Personally I haven’t yet created my Will; it is one of those things on my forever ‘to do’ list that I just haven’t got around to – but it’s dramatically important.

If anything happened to myself and my partner (god forbid), my daughter wouldn’t have a legal guardian – she could go into care, even if only for a short period. All of my assets would be held for my daughter and given to her at the age or 18! This would be far too young for her to be able to deal with that amount of money. Also, without a Will, I have no control over who the Trustees would be; it could be a family member I don’t like – or possibly don’t even know! Having a Will that isn’t updated can also lead to horrendous family disputes and problems. Wills don’t go out of date, you see; they just sit there waiting to come into effect. The provisions of a Will can however be very outdated.

Why should I make a Will?

It is always best to have a Will if you have something to leave, i.e. money, property, goods and chattels, particularly so if you have children. If you don’t have a Will, then the Law of Intestacy decides where your assets go and this follows a strict order. Unmarried partners and stepchildren are not provided for and this can mean expensive litigation to try and get what someone may feel they are entitled to. You can imagine the effect of litigation on a family.

Do a married couple both need to have a Will?

Yes, a husband and wife should make Wills together. You can name guardians in your Will. There are things you can do if you are married by using the spouse exemption for Inheritance Tax (IHT) to effectively defer any IHT until the second death. Further, if you own a house, you can protect your share of it for your child or children, which is useful in the event of the surviving spouse remarrying.
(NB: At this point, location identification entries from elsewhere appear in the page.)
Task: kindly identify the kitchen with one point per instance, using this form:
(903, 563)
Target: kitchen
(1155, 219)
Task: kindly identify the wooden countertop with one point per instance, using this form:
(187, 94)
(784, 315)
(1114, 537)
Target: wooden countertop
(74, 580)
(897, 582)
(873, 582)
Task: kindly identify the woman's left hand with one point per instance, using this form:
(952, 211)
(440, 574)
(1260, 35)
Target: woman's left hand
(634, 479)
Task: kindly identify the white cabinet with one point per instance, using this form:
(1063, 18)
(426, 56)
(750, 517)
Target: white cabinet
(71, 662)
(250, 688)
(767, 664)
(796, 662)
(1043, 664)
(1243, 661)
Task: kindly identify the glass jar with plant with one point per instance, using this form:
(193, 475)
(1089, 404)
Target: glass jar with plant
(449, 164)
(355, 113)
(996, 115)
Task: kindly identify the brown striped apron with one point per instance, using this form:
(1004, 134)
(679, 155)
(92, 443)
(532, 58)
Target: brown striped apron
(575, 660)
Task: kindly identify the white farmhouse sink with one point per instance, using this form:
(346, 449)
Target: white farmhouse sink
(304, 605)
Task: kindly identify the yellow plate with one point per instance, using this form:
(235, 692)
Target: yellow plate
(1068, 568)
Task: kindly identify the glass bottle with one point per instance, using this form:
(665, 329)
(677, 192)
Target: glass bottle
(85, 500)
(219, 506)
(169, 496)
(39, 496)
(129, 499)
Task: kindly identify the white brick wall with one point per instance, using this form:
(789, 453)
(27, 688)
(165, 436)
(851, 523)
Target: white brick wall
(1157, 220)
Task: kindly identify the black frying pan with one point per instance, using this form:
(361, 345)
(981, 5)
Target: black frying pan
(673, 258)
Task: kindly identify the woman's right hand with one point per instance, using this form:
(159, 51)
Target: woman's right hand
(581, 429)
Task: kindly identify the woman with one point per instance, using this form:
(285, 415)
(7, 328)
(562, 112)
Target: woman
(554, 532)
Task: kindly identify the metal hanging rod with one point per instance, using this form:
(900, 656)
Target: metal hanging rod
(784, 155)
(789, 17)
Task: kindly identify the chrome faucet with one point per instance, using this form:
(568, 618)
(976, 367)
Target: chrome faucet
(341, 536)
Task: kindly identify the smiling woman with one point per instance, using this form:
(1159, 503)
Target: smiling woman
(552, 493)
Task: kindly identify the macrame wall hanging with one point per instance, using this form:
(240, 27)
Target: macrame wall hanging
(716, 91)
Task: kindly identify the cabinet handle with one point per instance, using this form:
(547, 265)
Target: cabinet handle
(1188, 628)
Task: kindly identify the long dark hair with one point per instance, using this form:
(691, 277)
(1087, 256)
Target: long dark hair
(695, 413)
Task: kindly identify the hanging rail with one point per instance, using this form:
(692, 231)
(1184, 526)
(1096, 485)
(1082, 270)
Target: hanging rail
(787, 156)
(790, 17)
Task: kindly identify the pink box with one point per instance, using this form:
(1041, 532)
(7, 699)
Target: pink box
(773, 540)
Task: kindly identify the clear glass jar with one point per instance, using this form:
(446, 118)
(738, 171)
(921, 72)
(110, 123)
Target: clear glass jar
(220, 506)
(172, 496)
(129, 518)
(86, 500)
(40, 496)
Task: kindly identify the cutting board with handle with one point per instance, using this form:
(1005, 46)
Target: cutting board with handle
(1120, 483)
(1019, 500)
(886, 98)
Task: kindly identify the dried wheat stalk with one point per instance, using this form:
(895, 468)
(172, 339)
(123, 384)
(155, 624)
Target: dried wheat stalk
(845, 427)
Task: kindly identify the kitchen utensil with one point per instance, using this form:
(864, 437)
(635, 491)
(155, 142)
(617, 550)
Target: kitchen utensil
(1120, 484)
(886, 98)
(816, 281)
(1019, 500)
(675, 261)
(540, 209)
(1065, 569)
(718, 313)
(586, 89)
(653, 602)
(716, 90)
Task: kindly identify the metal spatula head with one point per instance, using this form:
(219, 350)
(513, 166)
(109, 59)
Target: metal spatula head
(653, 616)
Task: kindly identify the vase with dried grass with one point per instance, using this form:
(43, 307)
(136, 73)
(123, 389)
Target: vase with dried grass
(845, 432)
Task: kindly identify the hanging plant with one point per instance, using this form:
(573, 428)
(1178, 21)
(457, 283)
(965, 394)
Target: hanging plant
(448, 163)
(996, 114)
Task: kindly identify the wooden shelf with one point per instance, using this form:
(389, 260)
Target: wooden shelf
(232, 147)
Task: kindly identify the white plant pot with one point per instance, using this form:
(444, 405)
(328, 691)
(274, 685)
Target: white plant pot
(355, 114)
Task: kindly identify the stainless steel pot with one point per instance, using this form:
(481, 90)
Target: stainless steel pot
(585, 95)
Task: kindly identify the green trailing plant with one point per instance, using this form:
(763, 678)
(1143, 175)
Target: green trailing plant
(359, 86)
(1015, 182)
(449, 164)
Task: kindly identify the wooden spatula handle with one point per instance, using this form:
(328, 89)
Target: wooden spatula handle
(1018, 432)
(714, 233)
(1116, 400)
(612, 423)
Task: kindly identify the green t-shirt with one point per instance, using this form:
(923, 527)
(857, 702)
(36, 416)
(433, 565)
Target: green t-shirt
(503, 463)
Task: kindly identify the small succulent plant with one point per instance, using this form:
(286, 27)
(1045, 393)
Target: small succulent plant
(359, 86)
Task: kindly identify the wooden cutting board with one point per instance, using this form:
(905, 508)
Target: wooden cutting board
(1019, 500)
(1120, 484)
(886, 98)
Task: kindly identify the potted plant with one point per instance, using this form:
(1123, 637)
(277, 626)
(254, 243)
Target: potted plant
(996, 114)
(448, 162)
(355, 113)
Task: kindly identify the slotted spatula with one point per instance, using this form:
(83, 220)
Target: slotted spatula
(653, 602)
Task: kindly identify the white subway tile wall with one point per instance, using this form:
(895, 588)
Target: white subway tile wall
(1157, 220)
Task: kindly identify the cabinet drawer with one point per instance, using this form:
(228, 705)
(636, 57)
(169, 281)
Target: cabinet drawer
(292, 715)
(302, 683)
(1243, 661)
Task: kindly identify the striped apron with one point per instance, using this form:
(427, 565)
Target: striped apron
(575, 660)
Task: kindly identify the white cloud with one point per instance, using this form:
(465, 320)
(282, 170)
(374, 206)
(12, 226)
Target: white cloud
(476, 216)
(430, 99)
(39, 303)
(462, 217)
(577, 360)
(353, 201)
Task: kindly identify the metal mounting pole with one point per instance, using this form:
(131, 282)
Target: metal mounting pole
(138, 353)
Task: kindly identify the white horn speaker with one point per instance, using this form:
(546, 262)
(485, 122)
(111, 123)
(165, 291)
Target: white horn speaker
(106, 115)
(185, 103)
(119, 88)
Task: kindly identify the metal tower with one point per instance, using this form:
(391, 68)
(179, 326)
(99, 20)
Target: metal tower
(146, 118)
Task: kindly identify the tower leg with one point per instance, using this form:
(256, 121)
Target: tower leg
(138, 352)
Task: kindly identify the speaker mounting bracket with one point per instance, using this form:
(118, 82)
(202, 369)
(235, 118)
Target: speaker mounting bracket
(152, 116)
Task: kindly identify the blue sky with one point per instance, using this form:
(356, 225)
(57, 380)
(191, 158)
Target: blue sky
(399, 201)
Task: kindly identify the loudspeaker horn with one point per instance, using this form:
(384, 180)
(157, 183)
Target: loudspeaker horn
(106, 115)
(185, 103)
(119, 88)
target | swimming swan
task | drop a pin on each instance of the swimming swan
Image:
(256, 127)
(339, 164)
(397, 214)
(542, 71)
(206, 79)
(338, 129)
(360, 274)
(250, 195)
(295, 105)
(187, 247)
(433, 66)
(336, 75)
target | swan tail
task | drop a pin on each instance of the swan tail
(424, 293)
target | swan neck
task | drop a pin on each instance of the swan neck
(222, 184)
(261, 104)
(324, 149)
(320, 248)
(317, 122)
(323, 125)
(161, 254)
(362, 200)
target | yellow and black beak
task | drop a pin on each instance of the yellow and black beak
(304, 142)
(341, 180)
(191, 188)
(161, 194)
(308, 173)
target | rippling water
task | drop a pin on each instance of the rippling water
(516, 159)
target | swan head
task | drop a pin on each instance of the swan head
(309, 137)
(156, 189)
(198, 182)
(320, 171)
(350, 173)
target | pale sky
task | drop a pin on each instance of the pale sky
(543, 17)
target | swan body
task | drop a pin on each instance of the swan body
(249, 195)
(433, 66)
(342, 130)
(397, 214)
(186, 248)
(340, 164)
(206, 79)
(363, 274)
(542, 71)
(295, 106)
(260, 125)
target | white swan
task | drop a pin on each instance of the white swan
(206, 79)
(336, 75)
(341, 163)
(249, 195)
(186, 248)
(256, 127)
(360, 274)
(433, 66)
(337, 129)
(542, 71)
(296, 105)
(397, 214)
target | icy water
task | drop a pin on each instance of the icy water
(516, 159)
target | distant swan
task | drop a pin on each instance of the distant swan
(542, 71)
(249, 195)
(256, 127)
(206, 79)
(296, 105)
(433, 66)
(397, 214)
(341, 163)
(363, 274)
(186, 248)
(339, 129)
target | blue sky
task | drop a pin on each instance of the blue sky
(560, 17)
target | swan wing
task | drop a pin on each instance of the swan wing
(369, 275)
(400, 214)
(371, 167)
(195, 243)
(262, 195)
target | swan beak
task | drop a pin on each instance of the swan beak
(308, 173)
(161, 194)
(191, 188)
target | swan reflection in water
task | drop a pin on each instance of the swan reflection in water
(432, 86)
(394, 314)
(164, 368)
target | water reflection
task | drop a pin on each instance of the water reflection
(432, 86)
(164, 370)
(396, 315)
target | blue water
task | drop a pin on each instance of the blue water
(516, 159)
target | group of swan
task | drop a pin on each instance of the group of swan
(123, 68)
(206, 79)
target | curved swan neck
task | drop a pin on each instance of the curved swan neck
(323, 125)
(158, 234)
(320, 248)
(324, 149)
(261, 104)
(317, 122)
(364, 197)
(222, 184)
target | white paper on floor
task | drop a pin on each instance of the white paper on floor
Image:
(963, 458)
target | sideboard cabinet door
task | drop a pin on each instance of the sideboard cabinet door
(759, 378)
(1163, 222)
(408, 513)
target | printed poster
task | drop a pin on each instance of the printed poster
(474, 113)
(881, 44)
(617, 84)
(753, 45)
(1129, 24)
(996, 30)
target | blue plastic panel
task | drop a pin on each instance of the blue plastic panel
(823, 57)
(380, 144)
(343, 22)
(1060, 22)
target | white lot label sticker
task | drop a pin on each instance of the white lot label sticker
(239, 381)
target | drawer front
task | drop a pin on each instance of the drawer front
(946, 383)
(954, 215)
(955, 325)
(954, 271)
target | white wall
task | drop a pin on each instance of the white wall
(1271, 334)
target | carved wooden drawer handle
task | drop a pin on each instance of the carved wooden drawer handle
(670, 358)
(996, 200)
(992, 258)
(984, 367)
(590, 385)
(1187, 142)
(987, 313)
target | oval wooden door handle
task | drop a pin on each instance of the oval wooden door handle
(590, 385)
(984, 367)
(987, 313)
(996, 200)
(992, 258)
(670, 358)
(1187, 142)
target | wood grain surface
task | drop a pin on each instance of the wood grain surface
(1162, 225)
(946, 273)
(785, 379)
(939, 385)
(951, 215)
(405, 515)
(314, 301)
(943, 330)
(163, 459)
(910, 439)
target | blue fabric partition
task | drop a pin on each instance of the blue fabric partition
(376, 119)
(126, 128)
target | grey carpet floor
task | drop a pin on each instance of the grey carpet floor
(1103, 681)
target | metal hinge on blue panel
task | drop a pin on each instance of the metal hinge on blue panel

If you aren’t married, then the same protection may have some disastrous IHT consequences and without a Will, your partner will be entitled to nothing at all.

What are the consequences if we don’t have a Will?

Without a Will, the Law of Intestacy applies. As stated above, without a Will, a partner has no automatic entitlement to anything you own, unless it is owned jointly, in which case it will pass by survivorship. However this could mean that IHT may be payable, as joint property forms part of your estate for taxation purposes. Further, your child/children will be able to have their entitlement at the tender age of 18. Would you want your 18 year old inheriting a six or seven figure sum?

We have some foreign assets. Would these be caught by a Will made in this country?

Almost certainly. There are several issues to consider including domicile, whether or not there is a foreign Will, are the foreign assets in the EU, is there tax payable in England, is the English Will recognised by the foreign jurisdiction…one thing for sure is that HM Revenue & Customs will want to know about them.

Who should we appoint as Executors of our Estate? Can they also be beneficiaries?

Executors can be anyone you trust; each other, adult children and other family members, good friends or professionals, such a solicitor. It there is any potential for conflict within the family, you would be well advised to appoint someone independent such as a professional firm. Although there will be a cost, it could be cheaper in the long run and can avoid litigation in many cases. And yes, an Executor can also be a beneficiary. It is the witness to the Will that cannot benefit.

Who would administer our Estate? Can we do this ourselves?

You can do it yourselves and it may be quite simple. However, by taking this route you very often don’t get the advice about what you could do. Many firms offer two types of service – one which involves just getting the Grant of Representation and one which deals with the whole estate – and the Executors should perhaps speak to more than one professional before deciding. A personal application also incurs a higher Court fee (£215 as opposed to £155), and usually takes longer to issue than a professional application.

What is the current Inheritance Tax threshold?

The current Nil Rate Band – the amount that can be passed on death free of tax – is £325,000 per person. It has been set until 2021 and, when tied in to the Residence Nil Band, will provide a married couple with a house and children up to a combined £1m free of IHT.